The study of utilization patterns can quantify potential overuse of laboratory tests and find new ways to reduce healthcare costs. We demonstrate the use of distributional analytics for comparing electronic health record (EHR) laboratory test orders across time to diagnose and quantify overutilization. We looked at hemoglobin A1c (HbA1c) testing across 119,000 patients and 15 years of hospital records. We examined the patterns of HbA1c ordering before and after the publication of the 2002 American Diabetes Association guidelines for HbA1c testing.

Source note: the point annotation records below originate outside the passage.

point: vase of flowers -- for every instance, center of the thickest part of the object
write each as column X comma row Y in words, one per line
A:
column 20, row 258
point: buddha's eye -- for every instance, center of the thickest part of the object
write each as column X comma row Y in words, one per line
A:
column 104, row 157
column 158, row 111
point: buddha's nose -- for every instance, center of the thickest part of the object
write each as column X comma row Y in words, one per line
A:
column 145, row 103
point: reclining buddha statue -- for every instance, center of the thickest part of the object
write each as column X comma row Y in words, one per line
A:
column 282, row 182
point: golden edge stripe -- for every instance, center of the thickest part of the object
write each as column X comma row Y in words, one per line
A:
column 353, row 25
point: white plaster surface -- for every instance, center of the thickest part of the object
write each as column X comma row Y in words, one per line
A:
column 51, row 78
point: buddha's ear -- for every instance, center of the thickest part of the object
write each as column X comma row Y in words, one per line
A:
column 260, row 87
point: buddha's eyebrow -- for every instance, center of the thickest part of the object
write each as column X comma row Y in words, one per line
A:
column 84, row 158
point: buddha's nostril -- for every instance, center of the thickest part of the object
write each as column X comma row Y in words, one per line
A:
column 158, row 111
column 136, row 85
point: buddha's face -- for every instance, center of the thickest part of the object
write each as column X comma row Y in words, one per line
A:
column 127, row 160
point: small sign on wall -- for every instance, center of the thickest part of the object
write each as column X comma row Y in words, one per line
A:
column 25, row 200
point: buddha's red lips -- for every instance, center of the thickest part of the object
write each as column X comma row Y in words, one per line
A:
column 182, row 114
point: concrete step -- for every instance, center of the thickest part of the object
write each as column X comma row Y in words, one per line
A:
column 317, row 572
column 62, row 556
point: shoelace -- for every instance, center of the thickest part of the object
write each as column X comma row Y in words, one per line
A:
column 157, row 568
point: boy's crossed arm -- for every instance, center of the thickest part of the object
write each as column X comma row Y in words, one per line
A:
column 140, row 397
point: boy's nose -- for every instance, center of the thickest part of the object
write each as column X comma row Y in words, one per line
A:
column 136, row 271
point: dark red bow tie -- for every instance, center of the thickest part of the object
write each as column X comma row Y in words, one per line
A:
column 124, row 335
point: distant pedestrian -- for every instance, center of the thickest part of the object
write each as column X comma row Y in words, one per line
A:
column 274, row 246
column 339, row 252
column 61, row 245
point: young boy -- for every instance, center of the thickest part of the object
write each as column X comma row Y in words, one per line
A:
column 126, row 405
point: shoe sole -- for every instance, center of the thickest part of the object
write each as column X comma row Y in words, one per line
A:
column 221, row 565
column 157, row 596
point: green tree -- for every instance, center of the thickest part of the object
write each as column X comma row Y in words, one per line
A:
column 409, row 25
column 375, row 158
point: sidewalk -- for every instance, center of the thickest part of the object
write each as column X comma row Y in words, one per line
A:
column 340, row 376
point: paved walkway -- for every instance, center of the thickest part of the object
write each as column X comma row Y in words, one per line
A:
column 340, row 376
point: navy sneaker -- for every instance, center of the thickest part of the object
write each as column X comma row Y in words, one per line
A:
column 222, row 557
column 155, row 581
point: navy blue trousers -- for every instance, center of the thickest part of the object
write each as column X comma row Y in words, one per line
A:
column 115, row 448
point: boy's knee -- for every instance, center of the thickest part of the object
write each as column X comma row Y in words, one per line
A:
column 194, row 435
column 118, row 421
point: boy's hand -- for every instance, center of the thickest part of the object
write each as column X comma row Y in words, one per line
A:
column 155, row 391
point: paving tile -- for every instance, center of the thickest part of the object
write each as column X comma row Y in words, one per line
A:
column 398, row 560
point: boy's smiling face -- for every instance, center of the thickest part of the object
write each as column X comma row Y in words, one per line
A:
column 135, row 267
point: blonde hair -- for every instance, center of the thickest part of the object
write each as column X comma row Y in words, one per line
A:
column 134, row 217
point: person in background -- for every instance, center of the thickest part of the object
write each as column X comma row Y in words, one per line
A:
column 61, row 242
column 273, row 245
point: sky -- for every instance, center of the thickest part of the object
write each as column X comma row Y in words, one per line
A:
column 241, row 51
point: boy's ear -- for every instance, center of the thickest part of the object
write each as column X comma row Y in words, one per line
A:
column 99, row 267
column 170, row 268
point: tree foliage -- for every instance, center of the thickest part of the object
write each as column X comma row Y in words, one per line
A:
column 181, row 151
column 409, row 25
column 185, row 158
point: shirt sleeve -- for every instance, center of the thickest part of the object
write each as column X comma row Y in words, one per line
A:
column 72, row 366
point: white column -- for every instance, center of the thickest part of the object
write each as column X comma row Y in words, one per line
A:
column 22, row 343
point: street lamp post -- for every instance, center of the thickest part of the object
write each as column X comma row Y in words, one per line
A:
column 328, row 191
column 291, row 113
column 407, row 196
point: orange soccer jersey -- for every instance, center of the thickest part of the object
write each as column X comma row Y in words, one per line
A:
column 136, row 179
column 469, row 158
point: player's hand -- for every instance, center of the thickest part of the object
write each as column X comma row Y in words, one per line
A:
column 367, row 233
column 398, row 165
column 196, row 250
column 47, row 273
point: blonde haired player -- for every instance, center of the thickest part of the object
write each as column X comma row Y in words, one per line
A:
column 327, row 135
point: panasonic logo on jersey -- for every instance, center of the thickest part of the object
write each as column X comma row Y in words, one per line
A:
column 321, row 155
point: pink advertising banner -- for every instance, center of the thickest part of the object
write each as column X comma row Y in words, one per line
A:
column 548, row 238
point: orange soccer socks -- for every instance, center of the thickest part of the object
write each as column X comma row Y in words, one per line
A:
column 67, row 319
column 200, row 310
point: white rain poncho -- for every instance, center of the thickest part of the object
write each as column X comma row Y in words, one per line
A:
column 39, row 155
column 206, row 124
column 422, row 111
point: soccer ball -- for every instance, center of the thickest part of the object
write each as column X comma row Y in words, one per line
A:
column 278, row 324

We conducted analyses to answer three questions. What are the patterns of HbA1c ordering? Do HbA1c orders follow the guidelines with respect to frequency of measurement? If not, how and why do they depart from the guidelines? The raw number of HbA1c orderings has steadily increased over time, with a specific increase in low-measurement orderings (<6.5%). There is a change in ordering pattern following the 2002 guideline (p<0.001). However, by comparing ordering distributions, we found that the changes do not reflect the guidelines and rather exhibit a new practice of rapid-repeat testing. The rapid-retesting phenomenon does not follow the 2009 guidelines for diabetes diagnosis either, illustrated by a stratified HbA1c value analysis. Results suggest HbA1c test overutilization, and contributing factors include lack of care coordination, unexpected values prompting retesting, and point-of-care tests followed by confirmatory laboratory tests. We present a method of comparing ordering distributions in an EHR across time as a useful diagnostic approach for identifying and assessing the trend of inappropriate use over time.